= Jordi d'Ornós =

Catalan prelate, diplomat and jurist

Jordi d'Ornós (Jorge, Georgius, George; c. 1380 – 1452) was a Catalan prelate, diplomat and jurist. He served as bishop of Vic from 1424 until he stepped aside in 1445. He then served as bishop of Carpentras from 1449 until his death.

Born at Perpignan, Jordi began to study the liberal arts at the University of Perpignan around 1394 and ended his studies as a doctor of laws. He became the prior of the monastery of Sant Pere de Casserres and then archdeacon in the cathedrals of Elne and Barcelona.

On 5 March 1418 he was received by Pope Martin V at the Council of Constance, where he gave a speech congratulating the assembled churchmen on the restoration of unity. In 1423 Martin appointed him his representative to resolve the Great Schism in Catalonia. In 1429 he was present at the Council of Tortosa where the schism was resolved.

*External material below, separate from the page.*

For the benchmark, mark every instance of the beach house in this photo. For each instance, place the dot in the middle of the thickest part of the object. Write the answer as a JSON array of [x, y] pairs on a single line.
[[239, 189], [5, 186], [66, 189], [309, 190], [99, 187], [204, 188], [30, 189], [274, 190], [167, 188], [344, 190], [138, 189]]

Jordi attended the Council of Basel in 1437, where the Antipope Felix V appointed him (anti-)cardinal-priest of the Basilica di Sant'Anastasia al Palatino, and afterwards of Santa Maria in Trastevere. The legitimate pope, Eugene IV, deposed Jordi from his see and his cardinalate, although he continued to exercise episcopal authority at Vic down to 1445.

In 1449 Jordi was reconciled with Pope Nicholas V, who appointed him bishop of Carpentras. He died there in 1452, bequeathing his library to the local cathedral.